Health Secretary Rajesh Bhushan
Health Secretary Rajesh Bhushan

Fallacy that vaccination process controlled by state, current phase for vulnerable sections, clarifies Health Secretary Rajesh Bhushan

ANI | Updated: Apr 06, 2021 21:27 IST

New Delhi [India], April 6 (ANI): Criticism came from various quarters over Union Health Secretary Rajesh Bhushan's remark today that "the aim is not to administer the vaccine to those who want it but to those who need it". Responding to a set of three questions sent by ANI seeking clarification on this, Health Secretary Bhushan said that it was a "fallacy that vaccination process controlled by the state, current phase for vulnerable sections, we are following a dynamic supply-demand mapping model."
Below are the answers to a set of three questions asked by ANI seeking clarification from the Union Health Secretary on his remarks today.

Question) You today said that vaccines should be given by need and not want. What is the rationale behind this statement?

Answer) Let us revisit the first principles for our vaccination strategy. The primary aim of vaccination is to reduce mortality among the most vulnerable class of people. Why did we prioritise some groups over others? Because in this phase of vaccination (till around July), vaccines will be in limited supply. Hence we have to prioritise it to the most vulnerable sections of society and this is an established practice across the world. This is also advised by WHO. Thus, we will have to prioritise those who are more vulnerable.

Along with the prioritisation, we are following a dynamic supply-demand mapping model to take decisions of when to open up vaccinations to other age groups. To optimize vaccine availability, we are constantly talking to vaccine manufacturers on how and they be helped to ramp up production.
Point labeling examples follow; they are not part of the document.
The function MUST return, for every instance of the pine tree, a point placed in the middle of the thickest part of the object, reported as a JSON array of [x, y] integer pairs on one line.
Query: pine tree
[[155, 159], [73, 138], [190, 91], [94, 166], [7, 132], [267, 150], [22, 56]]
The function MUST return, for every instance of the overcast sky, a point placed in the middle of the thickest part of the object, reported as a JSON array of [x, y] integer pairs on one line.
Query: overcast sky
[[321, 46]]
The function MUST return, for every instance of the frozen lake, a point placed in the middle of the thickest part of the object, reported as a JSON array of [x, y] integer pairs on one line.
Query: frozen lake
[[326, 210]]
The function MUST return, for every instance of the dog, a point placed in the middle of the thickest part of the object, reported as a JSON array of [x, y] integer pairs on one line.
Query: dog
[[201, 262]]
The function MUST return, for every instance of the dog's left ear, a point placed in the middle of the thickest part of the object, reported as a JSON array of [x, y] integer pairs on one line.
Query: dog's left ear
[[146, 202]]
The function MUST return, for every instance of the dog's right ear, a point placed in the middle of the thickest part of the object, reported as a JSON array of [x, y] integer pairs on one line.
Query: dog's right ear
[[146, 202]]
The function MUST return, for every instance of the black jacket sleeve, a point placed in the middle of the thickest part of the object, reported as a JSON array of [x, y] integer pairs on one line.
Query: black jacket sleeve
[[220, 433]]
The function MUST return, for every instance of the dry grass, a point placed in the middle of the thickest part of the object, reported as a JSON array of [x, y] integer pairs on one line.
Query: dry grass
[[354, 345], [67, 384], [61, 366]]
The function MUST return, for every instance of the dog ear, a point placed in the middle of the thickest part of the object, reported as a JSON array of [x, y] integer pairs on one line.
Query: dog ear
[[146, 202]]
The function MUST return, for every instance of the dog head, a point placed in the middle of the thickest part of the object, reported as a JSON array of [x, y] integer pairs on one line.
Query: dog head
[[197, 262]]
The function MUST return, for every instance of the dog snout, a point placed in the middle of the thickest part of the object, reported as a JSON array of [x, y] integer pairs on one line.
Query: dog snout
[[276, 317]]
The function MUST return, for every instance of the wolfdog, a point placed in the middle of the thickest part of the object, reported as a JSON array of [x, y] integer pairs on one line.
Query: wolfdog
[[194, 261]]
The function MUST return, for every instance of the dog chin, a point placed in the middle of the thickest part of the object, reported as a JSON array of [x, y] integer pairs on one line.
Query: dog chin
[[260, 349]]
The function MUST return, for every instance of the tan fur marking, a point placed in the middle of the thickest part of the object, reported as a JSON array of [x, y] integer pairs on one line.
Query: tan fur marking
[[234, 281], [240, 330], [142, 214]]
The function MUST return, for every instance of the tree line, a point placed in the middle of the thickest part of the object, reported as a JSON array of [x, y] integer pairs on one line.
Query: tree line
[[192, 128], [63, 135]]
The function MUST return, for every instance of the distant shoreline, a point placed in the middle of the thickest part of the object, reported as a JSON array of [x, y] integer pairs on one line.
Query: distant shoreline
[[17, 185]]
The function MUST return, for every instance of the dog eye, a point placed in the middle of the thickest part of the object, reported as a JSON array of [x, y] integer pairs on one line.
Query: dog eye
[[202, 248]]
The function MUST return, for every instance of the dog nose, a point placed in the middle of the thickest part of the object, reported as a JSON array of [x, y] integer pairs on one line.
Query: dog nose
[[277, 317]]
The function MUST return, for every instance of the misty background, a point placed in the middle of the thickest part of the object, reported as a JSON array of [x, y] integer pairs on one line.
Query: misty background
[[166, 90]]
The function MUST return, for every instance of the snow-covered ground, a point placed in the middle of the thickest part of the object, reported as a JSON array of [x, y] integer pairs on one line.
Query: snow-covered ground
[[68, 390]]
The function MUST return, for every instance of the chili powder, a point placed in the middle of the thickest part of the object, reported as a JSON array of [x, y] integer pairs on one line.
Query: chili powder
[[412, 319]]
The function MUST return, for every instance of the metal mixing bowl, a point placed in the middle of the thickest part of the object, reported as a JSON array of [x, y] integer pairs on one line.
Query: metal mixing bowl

In fact, inter-ministerial teams have visited both Serum Institute of India & Bharat Biotech to understand their requirements and assist them as fast as possible. This assistance can be in the form of financial assistance, scouting new facilities, rapid approvals, etc. Hence we are hopeful that vaccine production may increase in the coming months. This is why we are regularly tracking the supplies available and based on this along with the stabilization of the vaccination process, we may think of opening vaccination for the next age groups.

While we hope for further increased speed, we must also take pride in the speed achieved in vaccination so far due to our scientists and healthcare workers. We just crossed the number of 4.3 million vaccinations per day. To take in context, it is equivalent to vaccinating the entire population of New Zealand in 1 day. Or so far, we have managed to vaccinate the entire population of Germany in less than 3 months. There is no doubt that we should go even faster but shouldn't we be even proud of what we have achieved?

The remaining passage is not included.